Ceny regenerowanych konwerterów nie są aż takie wysokie, a i żeby go wyjąć to też nie jest jakaś wielka filozofia dla ludzi obeznanych w temacie więc dla mnie te 7000zł za konwerter to dużo za dużo. Za całkowity remont z regeneracja konwertera to się zgodze choc i tak bedzie drogo. No chyba, że ktos chce nowy. Mi kiedys w ASO jak zapytalem to za automat 722.6 kryzkneli okolo 20 000zl.

Pozatym, zeby benzyna zmielila konwerter (skrzynie)? Malo prowdopodobne. Przy mocnych dieslach takie rzeczy sie zdarzaja ale przy silniku 2.8/3.2 wydaje sie to malo prawdopodobne...choc oczywiscie wykluczyc nie mozna skoro fachowcy sie z takim tematem spotkali.
Milosh pisze:Co do zestawienia 722.4 z motorem 2,8 czy tez 3.2 to jak uzytkowanikowi Barti silnik wyje przy 100-120km/h to jaka ma predkosc obrotowa przy 200km/h (ktora to auto bez zadnego problemu osiaga). Moj 2.2 przy 120km/h mial 2.700 obr/min i nie uwazam tego za wygorowana predkosc obrotowa. Przy 170km/h bylo ciszej niz przy 140km/h. Przy 200 juz wyl ale po pierwsze mniejszy silnik, po drugie 4 gary - wydaje z siebie taki "kosiarkowy klang" przy naglym zapotrzebowania na moc. Praca R6 jest nieporownywalnie cichsza i bardziej "miekka" niz R4 wiec troche nie wierze ze motorek 3,2 przy 100km/h wyje (oczywiscie na oczy/usy tego nie widzialem/slyszalem).
Kolega barti to ma 2.8 R6 + 5biegowy manual i nigdzie nie pisalem ze mu cos wyje. Byl po prostu taki watek na forum gdzie wlasciciel tandemu 722.4 + silnik 3.2 narzekal ze barkuje mu 5 biegu.
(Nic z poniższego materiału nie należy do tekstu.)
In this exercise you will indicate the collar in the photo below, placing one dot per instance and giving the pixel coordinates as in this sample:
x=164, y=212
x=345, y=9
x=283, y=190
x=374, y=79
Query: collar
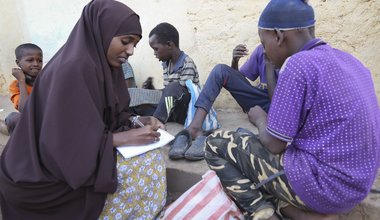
x=180, y=62
x=313, y=43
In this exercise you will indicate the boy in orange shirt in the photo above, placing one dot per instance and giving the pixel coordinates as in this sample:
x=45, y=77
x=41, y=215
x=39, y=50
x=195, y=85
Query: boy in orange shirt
x=29, y=60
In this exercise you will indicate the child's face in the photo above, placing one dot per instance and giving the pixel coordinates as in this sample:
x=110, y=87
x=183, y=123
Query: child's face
x=120, y=49
x=163, y=52
x=30, y=62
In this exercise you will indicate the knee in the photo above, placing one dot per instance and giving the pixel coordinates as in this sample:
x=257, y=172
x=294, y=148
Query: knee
x=172, y=85
x=172, y=88
x=221, y=70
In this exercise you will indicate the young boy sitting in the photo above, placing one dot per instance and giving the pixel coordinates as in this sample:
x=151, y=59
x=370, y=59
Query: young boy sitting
x=178, y=67
x=29, y=60
x=235, y=81
x=318, y=149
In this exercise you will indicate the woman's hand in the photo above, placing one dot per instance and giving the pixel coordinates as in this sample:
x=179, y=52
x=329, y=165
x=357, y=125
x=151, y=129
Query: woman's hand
x=137, y=136
x=150, y=120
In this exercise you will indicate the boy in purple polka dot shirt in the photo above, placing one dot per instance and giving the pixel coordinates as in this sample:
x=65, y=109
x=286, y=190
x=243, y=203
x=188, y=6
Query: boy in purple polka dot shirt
x=317, y=152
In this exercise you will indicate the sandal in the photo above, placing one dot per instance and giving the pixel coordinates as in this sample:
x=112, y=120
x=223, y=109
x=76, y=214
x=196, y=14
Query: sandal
x=181, y=143
x=196, y=150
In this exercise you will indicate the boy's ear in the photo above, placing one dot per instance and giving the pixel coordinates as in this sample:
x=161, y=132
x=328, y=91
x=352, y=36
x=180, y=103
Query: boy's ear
x=279, y=36
x=170, y=43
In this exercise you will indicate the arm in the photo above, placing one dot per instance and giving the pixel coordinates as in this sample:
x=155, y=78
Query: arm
x=19, y=75
x=188, y=71
x=139, y=135
x=271, y=77
x=258, y=117
x=238, y=52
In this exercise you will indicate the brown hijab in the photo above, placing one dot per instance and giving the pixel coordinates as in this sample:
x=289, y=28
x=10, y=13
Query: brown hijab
x=59, y=162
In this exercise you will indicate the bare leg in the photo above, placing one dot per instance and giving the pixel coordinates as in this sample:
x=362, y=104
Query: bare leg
x=195, y=127
x=298, y=214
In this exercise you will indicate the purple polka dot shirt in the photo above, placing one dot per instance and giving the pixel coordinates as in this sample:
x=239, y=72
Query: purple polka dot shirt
x=325, y=107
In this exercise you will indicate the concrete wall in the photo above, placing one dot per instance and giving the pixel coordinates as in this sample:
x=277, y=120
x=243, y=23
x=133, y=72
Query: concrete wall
x=209, y=30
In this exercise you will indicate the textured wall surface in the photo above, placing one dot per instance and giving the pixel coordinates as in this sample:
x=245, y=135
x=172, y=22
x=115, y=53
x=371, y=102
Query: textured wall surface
x=209, y=30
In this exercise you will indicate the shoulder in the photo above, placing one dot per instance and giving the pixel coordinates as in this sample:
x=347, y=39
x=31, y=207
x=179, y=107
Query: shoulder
x=13, y=85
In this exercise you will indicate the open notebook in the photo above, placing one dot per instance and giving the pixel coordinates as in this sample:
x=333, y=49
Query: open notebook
x=131, y=151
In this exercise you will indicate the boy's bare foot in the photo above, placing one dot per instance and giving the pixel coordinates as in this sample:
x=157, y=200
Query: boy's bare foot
x=195, y=132
x=3, y=128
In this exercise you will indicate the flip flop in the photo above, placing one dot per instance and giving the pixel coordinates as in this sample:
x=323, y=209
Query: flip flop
x=196, y=150
x=245, y=131
x=181, y=143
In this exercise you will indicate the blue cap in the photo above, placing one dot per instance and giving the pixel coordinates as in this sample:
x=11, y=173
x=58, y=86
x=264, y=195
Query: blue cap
x=287, y=14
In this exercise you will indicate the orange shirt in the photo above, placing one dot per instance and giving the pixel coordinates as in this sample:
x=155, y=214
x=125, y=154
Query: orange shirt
x=15, y=92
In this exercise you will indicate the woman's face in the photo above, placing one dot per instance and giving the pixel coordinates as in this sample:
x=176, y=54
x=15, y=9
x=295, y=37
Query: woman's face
x=121, y=48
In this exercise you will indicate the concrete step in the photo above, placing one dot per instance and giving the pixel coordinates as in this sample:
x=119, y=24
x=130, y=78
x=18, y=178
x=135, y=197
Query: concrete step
x=182, y=174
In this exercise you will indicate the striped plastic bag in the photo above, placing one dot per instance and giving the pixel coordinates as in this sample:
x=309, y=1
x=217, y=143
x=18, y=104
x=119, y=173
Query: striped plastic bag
x=211, y=122
x=205, y=200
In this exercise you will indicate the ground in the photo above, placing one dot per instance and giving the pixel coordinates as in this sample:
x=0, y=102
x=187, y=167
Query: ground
x=183, y=174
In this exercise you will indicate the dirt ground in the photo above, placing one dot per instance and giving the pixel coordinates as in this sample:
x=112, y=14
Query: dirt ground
x=369, y=209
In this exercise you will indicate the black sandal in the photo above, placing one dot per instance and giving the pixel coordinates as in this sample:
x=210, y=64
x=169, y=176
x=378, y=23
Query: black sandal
x=181, y=143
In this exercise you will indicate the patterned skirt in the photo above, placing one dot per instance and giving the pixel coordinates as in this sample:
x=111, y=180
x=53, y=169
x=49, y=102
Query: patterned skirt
x=141, y=191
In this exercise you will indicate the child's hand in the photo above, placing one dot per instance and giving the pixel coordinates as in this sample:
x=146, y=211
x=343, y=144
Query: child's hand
x=154, y=122
x=18, y=74
x=239, y=52
x=257, y=116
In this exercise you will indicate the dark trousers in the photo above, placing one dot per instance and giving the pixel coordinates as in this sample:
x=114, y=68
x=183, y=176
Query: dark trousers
x=246, y=95
x=177, y=111
x=249, y=173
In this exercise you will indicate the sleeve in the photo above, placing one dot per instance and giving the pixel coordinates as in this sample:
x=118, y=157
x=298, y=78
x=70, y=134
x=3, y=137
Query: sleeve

A podsumowujac to skrzynia 722.6 i tak jest najbardziej udana konstrukcja z tamtego okresu. W porownaniu do innych marek to jest malo awaryjna. Oczywoscie jak sie nie dba to moza zarznac i 722.4 bez problemu ;-)
Milosh pisze:Co do roznic w spalaniu to opieralem sie na danych na MB.auto.pl - tam bylo to dosc szczegolowo rozpisane dla kazdej wersji i z automatem i manualem. Wiem bo zanim kupilem swojego E290 mocno zastanawialem sie nad kupnem E280/E320 i pamietam, ze rozbieznosci dot.zuzycia paliwa dla R6/V6 byly duze (na korzysc R6).
Znam te dane. Jednak papierowe dane najlepiej weryfikuje zycie ;-) Przynajmniej ja tak uwazam.
Milosh pisze:Pozdrawiam Wszystkich z tego piekla (51C w cieniu)
U nas w Polsce podobnie ;-) Moze nie 51'C ale tez jest sporo :-D
Awatar użytkownika
Milosh
Posty: 352
Rejestracja: 12 kwie 2010, o 14:04
Lokalizacja: Będzin

Post autor: Milosh »

dobrze ze stad dzisiaj odfruwam do PL (na krioterapie :mrgreen: ). W przyszlym tygodniu ma dobic do +58C. Dziekuje za takie wrazenia.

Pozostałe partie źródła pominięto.